When bureaucracy intervenes with Borniche's attempts, and politicians and the media begin speculating, he uses the assistance of another criminal, Paul Robier, to apprehend Buisson. The serial killer is finally captured after having committed over 30 murders and 100 robberies. The final sequences show Buisson telling Borniche that he would like to "take a hacksaw" to the throat of his informer, prompting a critically lauded line from Borniche that he would not get the chance.

==Cast==
- Alain Delon as Roger Borniche
- Jean-Louis Trintignant as Émile Buisson
- Renato Salvatori as Mario Poncini
- Claudine Auger as Catherine (prototype – Martine Borniche, who in reality was not a girlfriend, but the wife of Roger Borniche)
- Maurice Biraud as The patrol of the Saint-Appoline hotel
- André Pousse as Jean-Baptiste Buisson
- Mario David as Raymond Pelletier
- Paul Crauchet as Paul Robier
- Denis Manuel as Lucien Darros
- Marco Perrin as Commissioner Viechens (his prototype is Commissioner Charles Chenevier, who was the chief of Roger Borniche)
- Henri Guybet as Hidoine
- Maurice Barrier as René Bollec
- Françoise Dorner as Suzanne Bollec
- Jacques Marin as Owner of the Inn in Saint-Rémy-lès-Chevreuse
- William Sabatier as Ange
- Adolfo Lastretti as Jeannot

==Production==
Writers Bénédicte Kermadec and Alphonse Boudard worked with Deray on Roger Borniche's memoir in order to create the script. The film was produced by Delon, featuring cinematography by Jean-Jacques Tarbès and an original score by Claude Bolling. The film was shot and printed on 35mm negative using spherical cinematographic processes, as was common with films produced through the 1950s to the early 1990s. Production began on 3 February 1975, 18 years after Boisson's execution, and the film was shot on locations in both France and Italy.

===Foreign releases===
Flic Story was released from 1975 to 1977 in the United States as Cop Story, Finland as Passi ruumishuoneelle and West Germany as Der Bulle und der Killer or Flic Story - Duell in sechs Runden. The film was rated '16' in Finland, Norway and West Germany, while the latter downgraded it to '12' following the reunification.

==Reception==
Flic Story received mainly positive reviews from critics. James Travers of Film de France praised the film for a "quality feel and sombre mood" and the lead actors for "humanity and depth". Travers also noted several similarities to the films of Jean-Pierre Melville, particularly Le Samourai. Travers names the film as one of Deray's best, although the "end result isn’t quite a masterpiece". Other internet reviews noted similarities with Melville, and complimented the film for "unsentimental verve, intelligent pacing and refreshing honesty".
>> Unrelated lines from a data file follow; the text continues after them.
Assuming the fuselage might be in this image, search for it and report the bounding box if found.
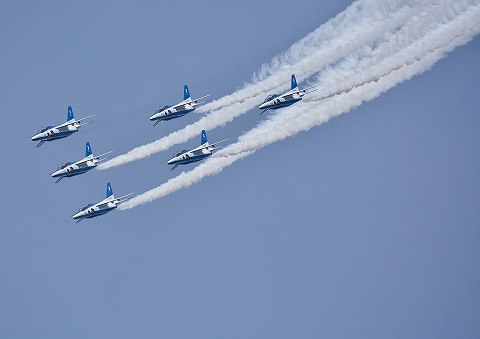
[72,198,117,220]
[258,91,304,110]
[149,99,196,122]
[51,156,97,179]
[167,145,213,167]
[31,122,79,143]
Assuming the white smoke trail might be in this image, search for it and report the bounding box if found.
[99,0,444,170]
[120,2,480,210]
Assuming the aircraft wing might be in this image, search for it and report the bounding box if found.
[75,115,95,123]
[115,192,135,204]
[209,139,228,148]
[300,84,321,94]
[193,94,212,103]
[175,104,188,111]
[94,151,114,160]
[195,139,228,151]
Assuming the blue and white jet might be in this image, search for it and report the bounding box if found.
[72,182,134,223]
[167,130,227,171]
[31,106,94,147]
[51,142,113,183]
[149,85,211,126]
[258,74,318,114]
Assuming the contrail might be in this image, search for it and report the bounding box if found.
[99,0,444,170]
[120,1,480,210]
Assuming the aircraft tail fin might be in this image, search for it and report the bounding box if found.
[184,85,190,100]
[201,130,208,144]
[67,106,75,121]
[85,142,92,157]
[291,74,298,90]
[106,182,113,198]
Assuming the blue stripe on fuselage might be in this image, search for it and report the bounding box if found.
[169,153,211,166]
[154,109,194,121]
[263,97,302,110]
[84,206,117,218]
[62,166,95,178]
[34,130,78,141]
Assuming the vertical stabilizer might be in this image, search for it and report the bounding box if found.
[106,182,113,198]
[201,130,208,145]
[184,85,190,100]
[67,106,75,121]
[291,74,298,90]
[85,142,92,157]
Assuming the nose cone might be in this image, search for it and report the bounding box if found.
[72,211,84,220]
[259,102,268,110]
[51,170,61,178]
[167,158,175,165]
[150,112,162,121]
[31,133,41,141]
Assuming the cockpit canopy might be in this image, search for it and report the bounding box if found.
[155,105,170,113]
[263,94,279,103]
[78,203,93,212]
[38,126,53,133]
[173,150,187,158]
[57,162,73,170]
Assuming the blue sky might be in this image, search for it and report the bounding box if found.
[1,0,479,337]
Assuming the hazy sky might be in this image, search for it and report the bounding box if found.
[1,0,479,338]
Susan Hayward, author of French National Cinema, also complimented the film, saying it departed from mainstream style. She gave particular praise on the differences between Flic Story and American films of the same genre, by the way Deray focuses on the intellects rather than the brawn of the two leading characters, as well as the understanding that grows between the two during "months of interrogation".
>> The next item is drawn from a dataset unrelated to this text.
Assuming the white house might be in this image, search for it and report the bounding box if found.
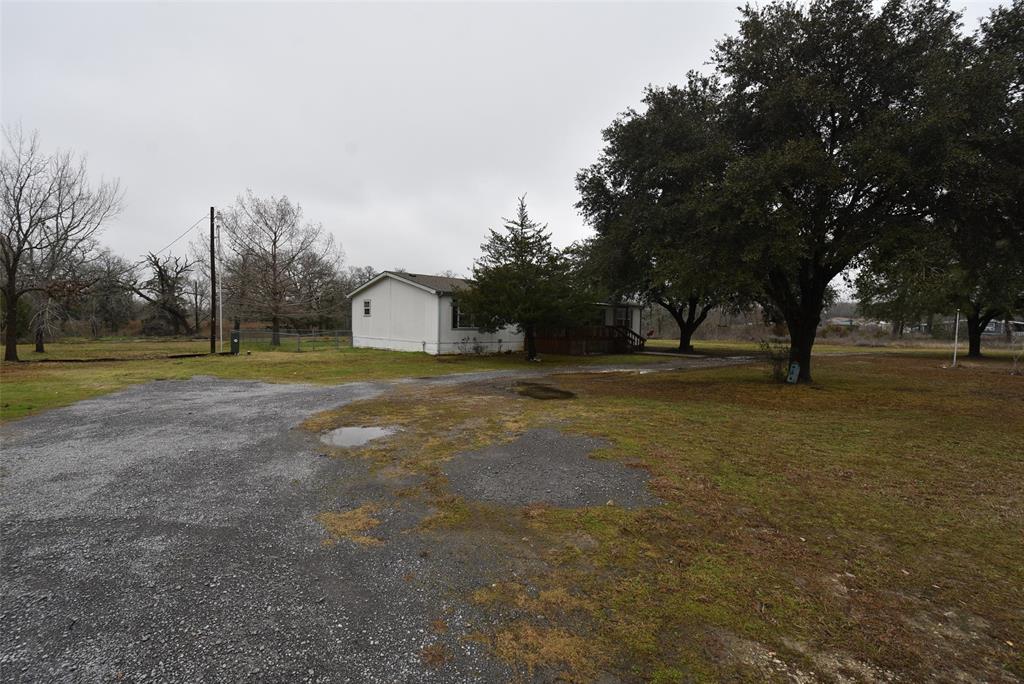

Gary Giddins, printing his review from the 16 August 2005 issue of The New York Sun, praised the film as "the most interesting and resonant" of Deray's work, and gave particular credit to Trintignant's "hair-trigger" performance. He also complimented the detail in the secondary characters, and said it was honest in its support for the death penalty. Giddins also, however, criticised the film's pacing.